The team Harder is referring to includes his son, Darryl, who joined in 1996 as Office Manager; a friend and former employee, Dale Heide, VP Marketing; and George Wieler, Operations Manager, who Harder describes as a real people person. “With my visionary qualities and ability to distinguish a good opportunity, we had the four corners covered,” he smiles. “That was the ground work and those individuals are still with me today.”
Harder said his goal was to create something valuable. And he has succeeded in doing that following through with this mandate: Service with integrity. “It’s a huge task,” he says. “Values can be easily be refuted if you don’t fulfill them, so it’s something we pay close attention to. That focus on integrity is still a priority today; it is shown from the management and employee perspective, and every deal we make is supposed to meet that criterion.”
Separating the wheat from the chaff
While Delmar trades the same commodities as big grain companies do—barley, oats, canola, flax, corn, wheat, rye and soy beans—it has managed to set itself apart in innovative ways. “Where we have developed an advantage is in going after niche markets,” explains Harder. “We’re focusing on distributing to smaller mills the big grain companies are ignoring.”
Interestingly, the businesses Delmar Commodities is catering to now wasn’t always on its radar. In fact, its new distribution method was born out of necessity, when the company faced rail line abandonment. Harder explains: “We had three facilities on a short rail line for a number of years, and we relied on it for distribution. But CN Rail shut down the line and ripped it up, because the price of steel was too good. We didn’t know what to do. We could lie down and get run over, or look at it as an opportunity.”
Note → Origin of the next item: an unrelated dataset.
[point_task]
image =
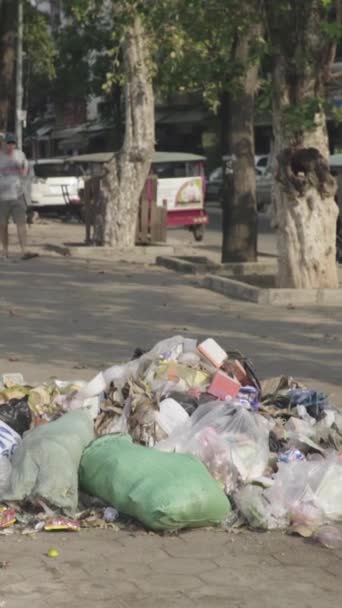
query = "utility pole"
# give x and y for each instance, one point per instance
(19, 77)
Delmar developed a system that was truck related, looking for companies where it could send products directly. “Some mills aren’t suited to take big unit trains, so we started shipping grains right to those end users,” he says. Shipping by truck proved to be a great solution, especially when compared to the method of loading product in a rail car, shipping it to a central point and distributing it from there.
Trucking also created another niche opportunity to leverage the back hauls from the trips going south. “Before, we would ship 25 railcar units of oats by rail to the United States,” Harder continues. “But now we have a system where we ship oats down there by truck, then load up the truck with corn and bring it back to other end users. This process costs us less money than rail, and it takes less time.”
Location, location, location
Around the same time the rail line was removed, Delmar had built the soy bean crushing plant. This also turned out to be a wise business decision, as the plant’s location is right in the middle of a high-consumer area for feed (due to hog and poultry industries in Manitoba), as well as an area that is well-suited to grow soy beans.
“It used to be that any soy beans grown in southern Manitoba would get exported to the United States, and any soy bean meal brought into the province was brought in from the United States,” says Harder. “Our plant takes the best advantage of that growing area, finishing with a 100-mile product. We don’t purchase any soy beans outside our 100-mile radius, and we also sell very little soy bean meal outside that radius. We created our own local market by doing that.”
At a time when Delmar could have gone under, Harder demonstrated his knack for seizing opportunities to not only keep the company afloat, but thriving as well.
As Delmar Commodities looks ahead, the team has several plans to continue expanding. One of the first items the company is working through is the completion of its recent Jordan Mills purchase. As of January 1, 2010, Delmar owns all of the remaining mill shares, and now the company must integrate and streamline all processes to make sure everything is flowing smoothly and efficiently.
Beyond that, Delmar is looking to handle new products. “At one of our facilities, we’re implementing a complete cleaning program that cleans to export standards, so we can get into markets like food-grade flax or wheat that is ready for the flour mill,” says Harder. “We’re starting on that side of things, which will open up the business significantly. We’re looking at developing that aspect further over the next number of years.”